My dessert was the chocolate bread pudding — molten in the middle — with vanilla ice cream. Again, very tasty. Not exceptional — not massively chocolaty or rich — but good. Why they chose this course to not include any fruit is a little beyond me.

The lack of fruit in my course was remedied by AEJ’s dessert, strawberries with Blue Hill Farm jam, peanut butter ice cream, and some incredible peanut butter-type goo. As AEJ said, “these are the best strawberries I’ve ever tasted in my life.” I tasted one and agreed. And the peanut butter was really something special. The desserts were both quite good — AEJ’s won, though, by far — and were a relative bargain.

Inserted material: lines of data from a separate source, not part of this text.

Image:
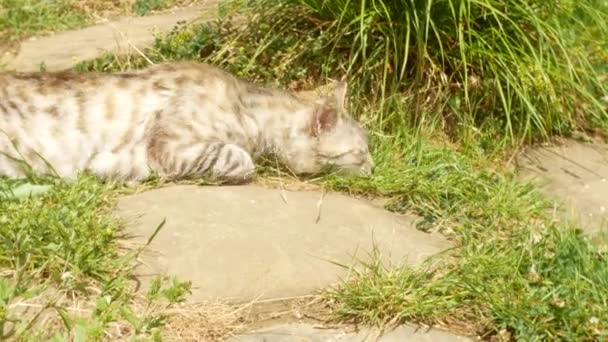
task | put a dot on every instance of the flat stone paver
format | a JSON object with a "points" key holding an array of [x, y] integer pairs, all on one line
{"points": [[58, 51], [575, 173], [244, 243], [302, 332]]}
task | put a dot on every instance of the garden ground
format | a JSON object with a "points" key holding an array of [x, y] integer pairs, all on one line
{"points": [[518, 270]]}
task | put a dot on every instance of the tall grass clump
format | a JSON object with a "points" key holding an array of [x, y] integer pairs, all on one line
{"points": [[531, 67]]}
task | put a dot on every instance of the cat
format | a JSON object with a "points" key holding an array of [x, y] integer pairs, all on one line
{"points": [[175, 119]]}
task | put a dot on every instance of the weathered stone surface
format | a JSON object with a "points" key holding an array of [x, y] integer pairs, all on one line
{"points": [[64, 50], [574, 173], [301, 332], [247, 242]]}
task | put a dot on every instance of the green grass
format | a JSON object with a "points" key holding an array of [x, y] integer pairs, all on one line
{"points": [[61, 248], [477, 78]]}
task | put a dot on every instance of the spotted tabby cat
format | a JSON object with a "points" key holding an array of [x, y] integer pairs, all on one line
{"points": [[179, 120]]}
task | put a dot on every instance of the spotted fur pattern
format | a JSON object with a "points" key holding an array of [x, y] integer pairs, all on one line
{"points": [[179, 120]]}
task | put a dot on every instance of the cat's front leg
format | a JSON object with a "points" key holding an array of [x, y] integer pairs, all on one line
{"points": [[226, 163]]}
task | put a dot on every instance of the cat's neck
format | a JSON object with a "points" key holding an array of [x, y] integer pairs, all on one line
{"points": [[280, 116]]}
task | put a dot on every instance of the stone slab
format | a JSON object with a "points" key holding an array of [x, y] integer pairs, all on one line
{"points": [[63, 50], [244, 243], [574, 173]]}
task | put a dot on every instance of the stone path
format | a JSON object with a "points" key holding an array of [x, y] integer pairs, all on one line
{"points": [[245, 243], [64, 50], [575, 173], [250, 243], [298, 332]]}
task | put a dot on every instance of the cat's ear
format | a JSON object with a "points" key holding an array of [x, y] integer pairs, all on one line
{"points": [[324, 119], [340, 96]]}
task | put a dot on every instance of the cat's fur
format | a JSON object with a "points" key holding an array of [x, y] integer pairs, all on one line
{"points": [[178, 119]]}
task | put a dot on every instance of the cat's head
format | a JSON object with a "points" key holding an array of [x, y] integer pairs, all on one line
{"points": [[334, 141]]}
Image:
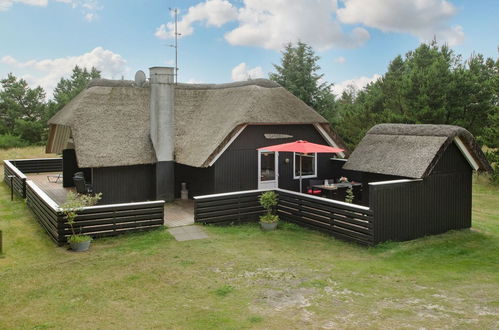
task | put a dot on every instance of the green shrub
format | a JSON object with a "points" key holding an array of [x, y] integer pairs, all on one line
{"points": [[493, 158], [11, 141], [268, 200]]}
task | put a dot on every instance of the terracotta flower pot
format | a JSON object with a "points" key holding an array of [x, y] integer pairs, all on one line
{"points": [[268, 226]]}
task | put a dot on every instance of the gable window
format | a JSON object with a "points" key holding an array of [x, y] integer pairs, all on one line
{"points": [[308, 165]]}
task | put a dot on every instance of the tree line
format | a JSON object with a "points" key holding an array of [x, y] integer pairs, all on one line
{"points": [[24, 111], [429, 85]]}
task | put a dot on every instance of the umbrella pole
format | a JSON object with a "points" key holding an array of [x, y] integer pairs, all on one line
{"points": [[300, 174]]}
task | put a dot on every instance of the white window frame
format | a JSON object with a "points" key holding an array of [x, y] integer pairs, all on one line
{"points": [[304, 176]]}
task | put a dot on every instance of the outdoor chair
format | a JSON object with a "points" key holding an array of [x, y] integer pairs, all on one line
{"points": [[81, 186], [314, 191]]}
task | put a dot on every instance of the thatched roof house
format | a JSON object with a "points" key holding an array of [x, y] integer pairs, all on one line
{"points": [[110, 120], [412, 151], [139, 140]]}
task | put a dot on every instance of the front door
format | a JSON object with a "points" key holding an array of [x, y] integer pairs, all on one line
{"points": [[268, 175]]}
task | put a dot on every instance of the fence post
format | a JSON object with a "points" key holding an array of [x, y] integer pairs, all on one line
{"points": [[11, 177], [24, 187]]}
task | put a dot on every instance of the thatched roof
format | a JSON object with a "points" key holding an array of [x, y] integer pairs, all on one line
{"points": [[411, 150], [109, 120]]}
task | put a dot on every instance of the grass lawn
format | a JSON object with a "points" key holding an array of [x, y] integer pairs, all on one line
{"points": [[242, 277]]}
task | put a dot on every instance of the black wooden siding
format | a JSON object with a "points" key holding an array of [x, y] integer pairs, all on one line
{"points": [[14, 178], [70, 167], [237, 167], [124, 184], [434, 205], [39, 165], [346, 221]]}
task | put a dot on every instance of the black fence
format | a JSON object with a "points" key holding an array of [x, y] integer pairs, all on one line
{"points": [[14, 171], [343, 220], [408, 209], [46, 212], [228, 208], [14, 178], [96, 221]]}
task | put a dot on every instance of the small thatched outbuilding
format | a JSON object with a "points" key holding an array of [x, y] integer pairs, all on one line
{"points": [[417, 178]]}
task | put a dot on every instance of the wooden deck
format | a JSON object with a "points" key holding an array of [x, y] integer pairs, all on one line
{"points": [[54, 190], [178, 213]]}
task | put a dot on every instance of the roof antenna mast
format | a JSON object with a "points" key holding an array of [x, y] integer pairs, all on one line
{"points": [[175, 11]]}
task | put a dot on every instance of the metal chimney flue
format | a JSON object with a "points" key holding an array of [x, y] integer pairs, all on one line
{"points": [[162, 129]]}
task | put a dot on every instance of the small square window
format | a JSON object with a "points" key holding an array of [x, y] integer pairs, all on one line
{"points": [[308, 165]]}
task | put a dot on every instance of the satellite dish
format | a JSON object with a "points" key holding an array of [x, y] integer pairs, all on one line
{"points": [[140, 78]]}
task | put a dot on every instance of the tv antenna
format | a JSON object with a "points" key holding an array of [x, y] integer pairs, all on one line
{"points": [[175, 12]]}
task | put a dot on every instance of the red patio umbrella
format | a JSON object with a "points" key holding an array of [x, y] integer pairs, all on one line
{"points": [[303, 147]]}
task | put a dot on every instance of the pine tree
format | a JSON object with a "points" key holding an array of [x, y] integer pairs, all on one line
{"points": [[298, 74]]}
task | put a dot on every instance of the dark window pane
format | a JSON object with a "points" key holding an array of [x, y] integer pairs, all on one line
{"points": [[267, 166], [308, 164]]}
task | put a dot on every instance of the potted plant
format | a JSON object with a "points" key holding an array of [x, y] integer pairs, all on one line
{"points": [[73, 204], [268, 200]]}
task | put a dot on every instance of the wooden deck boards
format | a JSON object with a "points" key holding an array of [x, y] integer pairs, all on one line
{"points": [[54, 190]]}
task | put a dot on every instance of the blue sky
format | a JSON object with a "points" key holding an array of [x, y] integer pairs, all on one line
{"points": [[222, 40]]}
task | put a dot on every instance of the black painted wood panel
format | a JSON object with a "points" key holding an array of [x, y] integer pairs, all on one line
{"points": [[237, 168], [124, 184]]}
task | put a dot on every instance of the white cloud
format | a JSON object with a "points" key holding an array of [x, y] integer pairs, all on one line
{"points": [[89, 7], [212, 13], [50, 71], [356, 83], [242, 72], [423, 18], [6, 4], [340, 60], [271, 24]]}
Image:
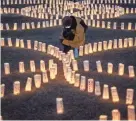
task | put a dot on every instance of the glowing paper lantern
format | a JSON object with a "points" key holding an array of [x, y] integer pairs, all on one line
{"points": [[129, 96], [16, 88], [81, 51], [83, 83], [114, 93], [131, 71], [32, 66], [99, 66], [59, 105], [97, 88], [9, 42], [86, 65], [7, 68], [105, 92], [37, 80], [90, 85], [115, 115], [77, 80], [45, 77], [2, 89], [110, 68], [121, 69], [74, 64], [52, 73], [103, 117], [28, 44], [28, 86], [131, 113]]}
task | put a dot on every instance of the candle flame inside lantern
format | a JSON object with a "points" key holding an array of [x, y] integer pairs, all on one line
{"points": [[16, 88], [37, 80], [59, 105], [115, 115], [131, 113]]}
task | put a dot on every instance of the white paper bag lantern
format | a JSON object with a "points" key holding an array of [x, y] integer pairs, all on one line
{"points": [[129, 96], [16, 88], [99, 66], [77, 80], [32, 66], [45, 77], [131, 71], [121, 69], [9, 42], [74, 64], [103, 118], [110, 68], [115, 115], [28, 44], [86, 65], [97, 88], [28, 86], [114, 93], [81, 51], [37, 80], [90, 85], [59, 105], [105, 92], [21, 67], [131, 113], [2, 89], [7, 68], [83, 83]]}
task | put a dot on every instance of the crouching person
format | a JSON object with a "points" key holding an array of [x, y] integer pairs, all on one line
{"points": [[73, 34]]}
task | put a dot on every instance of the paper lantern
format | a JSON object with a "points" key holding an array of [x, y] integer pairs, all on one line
{"points": [[32, 66], [2, 42], [37, 80], [22, 43], [97, 88], [28, 44], [105, 45], [28, 86], [114, 93], [9, 42], [99, 66], [129, 96], [105, 92], [115, 115], [95, 47], [59, 105], [130, 42], [121, 69], [2, 89], [74, 64], [21, 67], [90, 85], [7, 68], [35, 45], [83, 83], [16, 88], [110, 68], [110, 45], [77, 80], [81, 51], [103, 117], [115, 45], [86, 65], [52, 73], [45, 77], [131, 113], [42, 65], [131, 71]]}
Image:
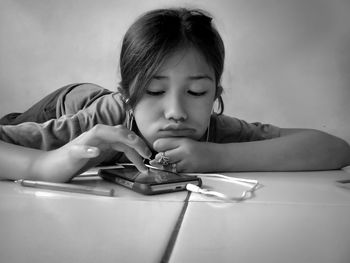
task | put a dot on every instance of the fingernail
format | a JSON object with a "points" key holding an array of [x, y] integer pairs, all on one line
{"points": [[148, 153], [92, 151], [144, 170]]}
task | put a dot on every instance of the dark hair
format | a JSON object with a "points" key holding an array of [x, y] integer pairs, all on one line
{"points": [[159, 33]]}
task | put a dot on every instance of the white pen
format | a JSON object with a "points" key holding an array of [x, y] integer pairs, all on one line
{"points": [[67, 187]]}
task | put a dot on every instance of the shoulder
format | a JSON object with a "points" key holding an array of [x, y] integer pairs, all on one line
{"points": [[226, 129], [80, 96]]}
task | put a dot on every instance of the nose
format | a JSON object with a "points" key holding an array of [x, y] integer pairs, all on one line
{"points": [[175, 108]]}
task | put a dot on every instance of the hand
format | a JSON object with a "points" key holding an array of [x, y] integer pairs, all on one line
{"points": [[188, 155], [89, 149]]}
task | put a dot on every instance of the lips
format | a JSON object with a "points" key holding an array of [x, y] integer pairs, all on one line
{"points": [[176, 130]]}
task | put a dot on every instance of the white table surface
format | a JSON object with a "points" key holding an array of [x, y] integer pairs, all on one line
{"points": [[294, 217]]}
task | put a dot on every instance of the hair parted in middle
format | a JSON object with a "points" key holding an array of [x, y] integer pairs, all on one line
{"points": [[155, 36]]}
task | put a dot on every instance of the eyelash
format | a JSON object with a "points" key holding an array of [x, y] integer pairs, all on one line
{"points": [[159, 93]]}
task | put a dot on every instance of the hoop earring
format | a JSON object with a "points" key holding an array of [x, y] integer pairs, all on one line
{"points": [[208, 129], [131, 119]]}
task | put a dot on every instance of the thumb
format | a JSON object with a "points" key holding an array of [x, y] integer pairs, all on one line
{"points": [[83, 151]]}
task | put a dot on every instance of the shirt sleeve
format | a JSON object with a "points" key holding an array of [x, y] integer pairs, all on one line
{"points": [[228, 129], [54, 133]]}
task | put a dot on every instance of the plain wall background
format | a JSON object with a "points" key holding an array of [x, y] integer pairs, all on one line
{"points": [[288, 61]]}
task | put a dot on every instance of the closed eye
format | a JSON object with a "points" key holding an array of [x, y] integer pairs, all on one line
{"points": [[197, 94], [154, 93]]}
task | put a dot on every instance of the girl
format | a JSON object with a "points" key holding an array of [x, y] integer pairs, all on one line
{"points": [[171, 64]]}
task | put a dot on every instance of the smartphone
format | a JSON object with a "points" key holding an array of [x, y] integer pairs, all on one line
{"points": [[344, 183], [156, 181]]}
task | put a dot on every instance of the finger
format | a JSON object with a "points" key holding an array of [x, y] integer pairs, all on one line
{"points": [[83, 151], [174, 156], [165, 144], [104, 134], [134, 157]]}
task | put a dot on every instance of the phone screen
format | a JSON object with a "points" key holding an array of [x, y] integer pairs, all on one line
{"points": [[153, 176]]}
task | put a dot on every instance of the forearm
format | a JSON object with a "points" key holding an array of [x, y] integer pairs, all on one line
{"points": [[305, 150], [16, 162]]}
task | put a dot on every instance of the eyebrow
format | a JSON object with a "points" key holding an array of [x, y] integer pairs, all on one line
{"points": [[194, 77]]}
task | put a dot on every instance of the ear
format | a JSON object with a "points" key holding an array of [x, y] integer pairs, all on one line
{"points": [[218, 91]]}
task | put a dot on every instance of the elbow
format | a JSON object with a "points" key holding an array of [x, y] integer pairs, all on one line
{"points": [[337, 150]]}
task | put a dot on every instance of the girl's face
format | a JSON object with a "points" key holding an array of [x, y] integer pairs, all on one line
{"points": [[179, 100]]}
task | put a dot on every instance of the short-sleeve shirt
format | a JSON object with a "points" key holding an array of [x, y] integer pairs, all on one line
{"points": [[86, 105]]}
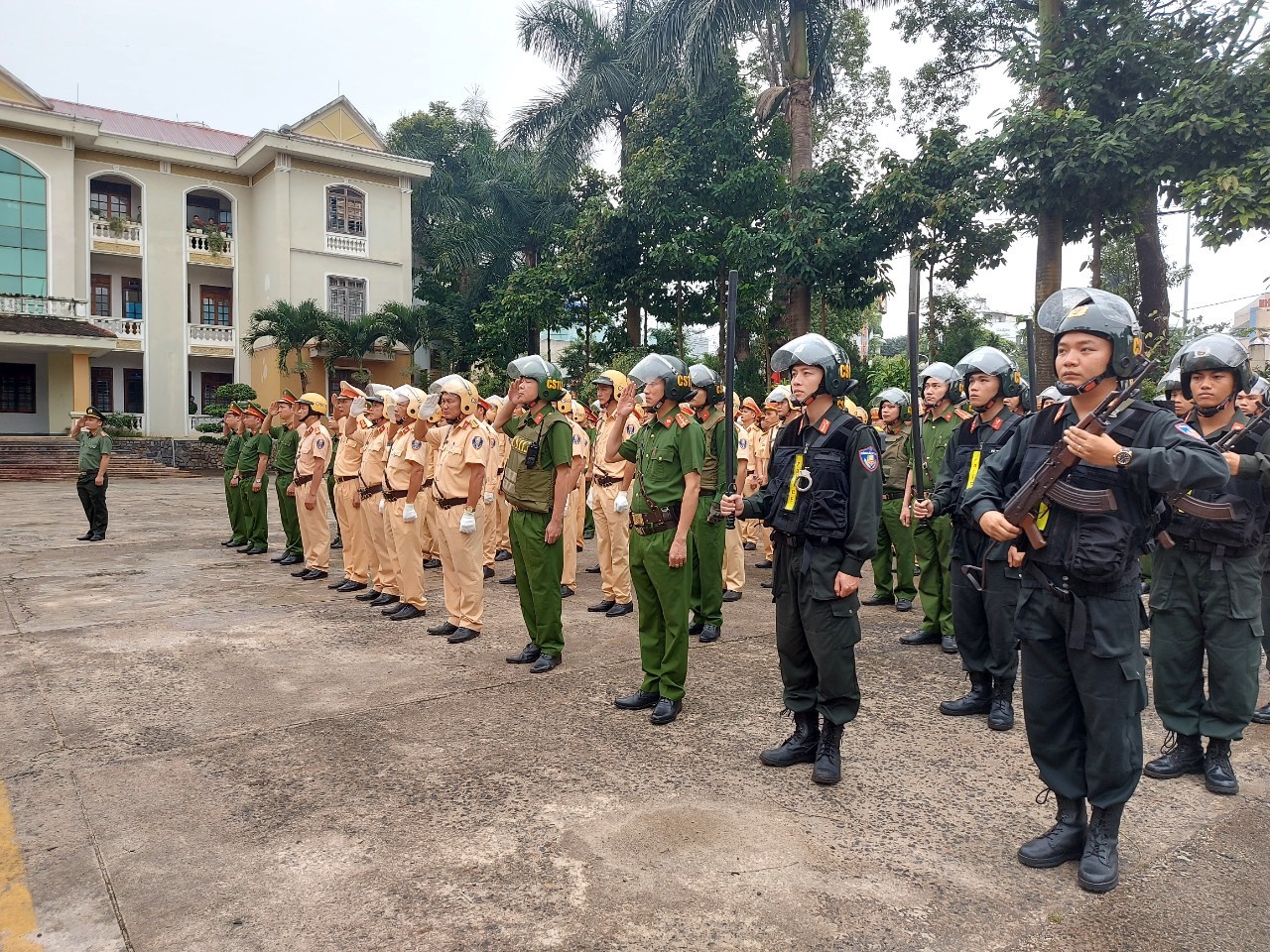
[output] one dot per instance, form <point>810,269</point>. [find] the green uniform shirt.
<point>253,448</point>
<point>232,449</point>
<point>285,452</point>
<point>663,452</point>
<point>897,457</point>
<point>93,448</point>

So that’s Blue Hill. To be clear, it’s very good. The ingredients are fresh — probably picked (or slaughtered) that day, all organic, just perfect. The presentation is minimal, a celebration of the ingredients, not of innovation. The portions are extremely small, as if each course were part of a 12-course tasting menu, when in fact, these were the full-size portions. I’m not a big eater — I love food, but I don’t need a huge portion of anything — so my complaint is not that there wasn’t enough food. My issue was that for the amount of food presented, the prices were astronomical — and, to state the obvious (if you’ve been reading the blog for the past five years), I’m not normally one for, um, pinching pennies at a nice dinner.  That’s our big splurge.  But that said, this felt awfully expensive for what it was. It was so minimal that one could go to Wheatsville CoOp in Austin, buy a bunch of local organic ingredients and a Niman Ranch pork belly and put something very similar together for a whole lot less money and feel just as good about not trucking your vegetables from 1000 miles away.  As AEJ said, “I feel like at Blue Hill, all I’m paying for is not having to walk to the farmer’s market myself.”

I sort of think that if Blue Hill were anywhere besides NY or the Bay Area, people wouldn’t pay these prices for fresh vegetables.  But if I apply that logic to any restaurant, nobody would pay NY prices for much of anything outside of NY. If you eat in NY, you have to pretend you’re at Disney World or the airport, and just accept that a soda is $4 and there are no free refills. (Does that sound like a depressing fortune cookie? “There are no free refills in life.” So true. So true.)